= Alexander Webster (New York politician) =

American politician

Alexander Webster (1734 – September 21, 1810) was an American politician from New York.

==Life==
He was born in 1734 in Argyleshire, Scotland. He married Eleanor Burney (c.1730–1826), and they had several children. They went to the Province of New York in 1772, and settled in New Perth, Charlotte County (now Salem, Washington County). He fought in the American Revolutionary War and became a colonel of the State Militia.

Webster was a member of the 3rd and 4th New York Provincial Congresses (Charlotte Co.) in 1776 and 1777; and a member of the New York State Senate (Eastern D.) from 1777 to 1779, sitting in the 1st, 2nd, 3rd, 4th, 5th, 6th, 7th and 8th New York State Legislatures. He was a member of the Council of Appointment in 1777–78, 1779–80, 1781–82 and 1784. He was Commissioner of Forfeitures for the Eastern District from 1783 to 1800, in charge of the confiscation and sale of Loyalists' properties.

When the first political parties appeared, Webster sided with the Anti-Federalists, and later became a Democratic-Republican. He was a member of the New York State Assembly (Washington Co.) in 1788 and 1788–89; and again a member of the State Senate from 1789 to 1793, sitting in the 13th, 14th, 15th and 16th New York State Legislatures.

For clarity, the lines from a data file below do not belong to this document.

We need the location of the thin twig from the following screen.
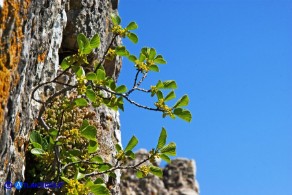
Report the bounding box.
[61,161,104,172]
[84,155,152,177]
[94,34,118,73]
[133,70,141,88]
[135,88,151,93]
[94,85,161,112]
[55,109,66,180]
[32,67,71,103]
[126,72,148,96]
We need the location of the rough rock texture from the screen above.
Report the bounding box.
[0,0,121,194]
[120,150,200,195]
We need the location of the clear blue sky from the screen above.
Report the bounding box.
[117,1,292,195]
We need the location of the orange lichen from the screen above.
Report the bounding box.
[37,51,47,63]
[0,0,31,134]
[14,112,21,133]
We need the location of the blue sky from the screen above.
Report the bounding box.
[117,1,292,194]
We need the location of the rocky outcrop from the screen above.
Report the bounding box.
[0,0,121,194]
[120,150,200,195]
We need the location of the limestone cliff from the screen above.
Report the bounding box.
[120,150,200,195]
[0,0,121,194]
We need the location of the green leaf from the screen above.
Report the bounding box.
[154,57,167,64]
[74,66,85,78]
[141,47,149,56]
[156,91,163,99]
[159,153,171,163]
[76,172,85,180]
[49,128,58,136]
[90,184,111,195]
[150,166,163,178]
[108,172,117,179]
[160,142,176,156]
[86,88,96,102]
[115,144,122,152]
[80,120,89,131]
[127,32,138,44]
[31,142,43,149]
[149,65,159,72]
[156,128,167,150]
[85,180,95,188]
[91,156,103,163]
[126,22,138,30]
[111,13,121,25]
[124,136,138,152]
[115,85,127,93]
[98,164,112,172]
[90,34,100,49]
[163,80,177,89]
[164,91,176,102]
[93,178,104,185]
[80,125,97,141]
[149,48,156,60]
[31,148,45,155]
[61,177,70,184]
[41,138,49,150]
[88,140,99,153]
[104,78,115,90]
[96,69,106,82]
[68,149,82,157]
[139,53,146,62]
[156,80,164,88]
[125,150,135,159]
[115,46,129,56]
[117,96,124,111]
[136,170,144,178]
[60,56,71,70]
[74,98,88,107]
[173,95,189,108]
[30,131,42,145]
[173,108,192,122]
[77,33,92,54]
[86,72,97,81]
[128,55,137,62]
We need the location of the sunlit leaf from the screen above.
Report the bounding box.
[160,142,176,156]
[156,128,167,150]
[127,32,138,43]
[124,136,138,152]
[126,22,138,30]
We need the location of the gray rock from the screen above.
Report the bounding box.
[120,150,200,195]
[0,0,120,194]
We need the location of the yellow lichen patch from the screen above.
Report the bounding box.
[0,0,31,134]
[14,112,21,133]
[37,51,47,63]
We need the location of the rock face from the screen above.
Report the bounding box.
[0,0,121,194]
[120,150,200,195]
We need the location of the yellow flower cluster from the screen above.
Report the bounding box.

He was again a member of the Council of Appointment in 1791.

In December 1794, he ran as an Independent Democratic-Republican for Congress in the Saratoga–Washington district, but was defeated by the regular Democratic-Republican John Williams.

He died on September 21, 1810, at his home in Hebron, New York; and was buried at the Old Hebron Cemetery there.